Rencana Eksplorasi Mangan di Manggarai Timur
Oleh Frans Anggal
Ketua Komisi JPIC SVD Ruteng Pater Simon Suban Tukan SVD meminta Pemkab Manggarai Timur (1) hentikan rencana eksplorasi tambang mangan di Desa Nampar Sepang, Kecamatan Sambirampas, (2) mencabut izin pertambangan, (3) mendukung usaha masyarakat di bidang kelautan dan pertanian (Flores Pos Selasa 12 Januari 2011).
Pater Simon hanya menegas ulang sikap masyarakat Nampar Sepang. Sebanyak 338 warga sudah menandatangani pernyataan tolak tambang. Alasan penolakan sangat rasional. Areal eksplorasi berada dekat permukiman, persawahan, dan mata air.
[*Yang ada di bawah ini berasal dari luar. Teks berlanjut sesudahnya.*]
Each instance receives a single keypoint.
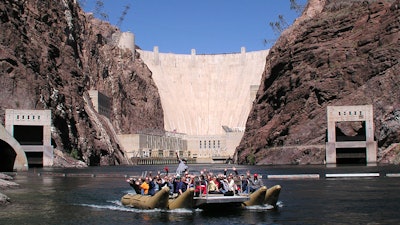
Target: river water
(92, 196)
Bagi masyarakat Manggarai, permukiman atau perkampungan (beo) yang terdiri dari rumah (mbaru), serta persawahan atau kebun (uma) dan mata air (wae) merupakan satu kesatuan integratif dan holistik yang membentuk ruang hidup (Lebensraum). Satu saja dari keempat unsur ini dirusakkan maka keseluruhan ruang hidup itu terganggu.
Pada kasus Nampar Sepang, yang terancam dirusakkan tambang bukan hanya satu unsur, tapi semu unsur ruang hidup. Tambang akan menghancurkan rumah, kampung, sawah, dan mata air. Hanya warga yang tidak waras yang menganggap ancaman ini bukan apa-apa. Dan hanya pemkab yang tidak waras yang membiarkannya.
Dalam kasus tambang di tiga kabupaten Manggarai Raya, kita selalu menyaksikan kenyataan yang sama. Masyarakat adat, terancam oleh kapitalis tambang, sekaligus terlantar oleh pemkabnya sendiri. Menghadapi kesewenangan tambang, mereka berjuang sendirian. Syukur kalau didampingi LSM.
Pertanyaan kita: di manakah bupati, wabup, dan anggota DPRD? Mereka pasti ada di mana-mana, tapi tidak di pihak rakyat. Mereka, yang mengemis suara rakyat saat pemilu dan pemilukada, kini menjadi pemilik kedaulatan. Begitu terpilih dan dilantik, mereka memutuskan hubungan historisnya dengan rakyat. Mereka lalu menjadi pengemis baru. Bukan lagi pada rakyat, tetapi pada penguasa lebih tinggi dan pengusaha lebih besar.
Hubungan dengan yang lebih tinggi dan lebih besar itu berupa hubungan transaksional yang tak ada kaitannya dengan politik ideologi. Ini melulu hubungan komersial. Perkara uang dan segala sesuatu yang membutuhkannya. Pada uanglah politik bergantung. Dengan uanglah persaingan ideologi diselesaikan. Betul-betul keuangan yang maha-esa.
Maka, tak heran, demi uang, banyak calon kepala daerah mengijonkan proyek-proyek APBD kepada para pemodal. Demi uang, banyak kepala daerah atau calon kepala daerah menggadaikan wilayahnya kapada kapitalis tambang. Tak heran, kapitalis tambang terkesan begitu arogan saat bersengketa dengan masyarakat. Tak heran pula, bupati terkesan begitu tak berdaya di hadapan sengketa itu.
Pada kasus tambang di Manggarai Raya, kita saksikan, pemkab tak berdaya. Lalu memilih absen. Cari aman. Paling jauh, lakukan mediasi. Belum berani lakukan advokasi. Ini mencengangkan. Tidak berani membela rakyat yang suaranya ia butuhkan saat pemilukada. Lebih membela supporter (pendukung/pembiaya) ketimbang voter (pemilih).
Itulah kondisinya. Dalam kondisi itulah masyarakat Nampar Sepang berteriak tolak rencana eksplorasi mangan. Beranikah bupati mendengarkan mereka dan berpihak pada mereka? Semestinya berani. Sebab, ia sudah tegas nyatakan tolak tambang dalam pertemuan dengan warga Manggarai Raya di Jakarta, Jumat 10 Desember 2010. Tolak tambang? Hmmm. Di Nampar Sepang ini apa?